In Clotel, the authorial narrator bitterly protests the separation of members of a slave family. Clotel, who is a quadroon and can pass for white, is separated from her family, her mother Currer and her sister Althesa, and is sold at auction to a white man desiring her for his mistress.

The notion of family unity and cohesiveness is violated as each of these three female slaves is sent to different places under different sets of circumstances.

As in Laïsa's case, the auctioneer promotes Clotel as a highly desirable object, emphasizing her beauty, purity, and nobility of character as her principal selling points, traits making her marketable as a sexual commodity.




As a slave, Clotel, like Laïsa and Georges's wife, Zelia, has no rights, no choice regarding how she is treated, where she will live, or what will happen to her. Although her white master Horatio Green seems fond of Clotel, making her his mistress, and moving her to an apparently idyllic space in Virginia, and although the couple has a daughter during their relationship, Green, who marries a wealthy white woman from a prominent family, succumbs to his wife's jealousy and his father-in-law's demands that he sell Clotel.

In placing his social and political aspirations above the love he may feel for Clotel, Green acts expediently, allowing his father-in-law to sell his slave mistress.

Her sale forces her from her former refuge and separates her from her beloved daughter. Clotel’s tenuous security continues to be threatened, as she is sold two additional times.

Her second new master attempts to seduce her with "glittering presents" and the likelihood of ensuing rape should she resist. Like Zelia in "The Mulatto," Clotel rebels against the space in which her humanity remains in jeopardy. Facing sexual exploitation, Clotel flees. In Chapter XIX, Clotel's rebellion becomes a successful, albeit momentary, escape in which, although ably impersonating a white invalid gentleman, she gives in to her maternal instincts.

She forgoes her autonomy by returning to Virginia, intending to reunite with her daughter. Clotel has returned to a space where she is regarded as property, without control over how she will be used. While Clotel's escape—her rebellion against her master— has been skillfully executed, she feels that she cannot live a life of freedom in a place removed from her dear daughter. Her rebellion, if she continued to pursue her freedom, then, would become the equivalent of her family's destruction.

Zelia succumbs to the systemic structure of slavery that makes rebellion against the master the equivalent of self-immolation. In contrast, Clotel temporarily escapes this fate by rejecting her freedom and returning to Virginia in hopes of a mother and child reunion. Clotel risks re-enslavement, a return to oppressive conditions in place where, if recaptured, she will be forced back into bondage. Yet Clotel's actions do not bring about reunion.

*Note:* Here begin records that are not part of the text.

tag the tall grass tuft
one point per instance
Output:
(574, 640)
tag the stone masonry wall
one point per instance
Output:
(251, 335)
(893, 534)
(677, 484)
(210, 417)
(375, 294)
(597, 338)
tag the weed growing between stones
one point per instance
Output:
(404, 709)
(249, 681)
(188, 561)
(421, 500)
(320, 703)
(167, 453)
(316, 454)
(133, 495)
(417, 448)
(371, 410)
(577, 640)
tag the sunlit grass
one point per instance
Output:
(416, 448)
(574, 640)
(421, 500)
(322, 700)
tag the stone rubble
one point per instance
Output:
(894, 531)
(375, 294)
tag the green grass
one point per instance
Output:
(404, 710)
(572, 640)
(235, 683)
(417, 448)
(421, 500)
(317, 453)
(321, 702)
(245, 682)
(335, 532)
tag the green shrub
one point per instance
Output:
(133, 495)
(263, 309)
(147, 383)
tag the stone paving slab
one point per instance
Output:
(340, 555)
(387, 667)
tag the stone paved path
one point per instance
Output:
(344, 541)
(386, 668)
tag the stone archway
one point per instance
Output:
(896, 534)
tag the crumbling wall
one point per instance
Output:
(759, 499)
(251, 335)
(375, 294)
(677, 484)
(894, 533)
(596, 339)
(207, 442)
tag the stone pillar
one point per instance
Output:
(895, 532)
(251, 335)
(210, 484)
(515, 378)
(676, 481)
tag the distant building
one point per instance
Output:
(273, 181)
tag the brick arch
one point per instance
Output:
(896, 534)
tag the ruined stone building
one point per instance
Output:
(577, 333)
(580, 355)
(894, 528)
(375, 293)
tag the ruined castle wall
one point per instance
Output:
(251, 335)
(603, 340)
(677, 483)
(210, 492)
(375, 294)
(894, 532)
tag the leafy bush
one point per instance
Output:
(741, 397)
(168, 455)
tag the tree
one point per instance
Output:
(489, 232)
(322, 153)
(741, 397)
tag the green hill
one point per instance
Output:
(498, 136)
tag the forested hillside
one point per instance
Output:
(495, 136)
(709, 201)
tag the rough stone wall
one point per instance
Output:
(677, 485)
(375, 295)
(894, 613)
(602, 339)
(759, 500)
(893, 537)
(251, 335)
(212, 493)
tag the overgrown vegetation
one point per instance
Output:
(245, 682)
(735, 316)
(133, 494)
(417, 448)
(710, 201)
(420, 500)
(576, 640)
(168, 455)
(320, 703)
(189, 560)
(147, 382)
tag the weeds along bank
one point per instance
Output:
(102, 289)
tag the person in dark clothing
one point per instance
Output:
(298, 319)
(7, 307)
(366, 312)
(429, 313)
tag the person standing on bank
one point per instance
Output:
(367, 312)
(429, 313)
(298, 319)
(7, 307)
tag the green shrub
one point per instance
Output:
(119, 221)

Recaptured and incarcerated in the District of Columbia — the seat of national government symbolizing the liberties that slaves are denied — Clotel confronts her imminent sale in the New Orleans market. There, she will likely be sexually exploited and never see her daughter again. Her rebellion suppressed, Clotel escapes once more, but when faced with recapture, chooses to jump to her death off a Potomac bridge.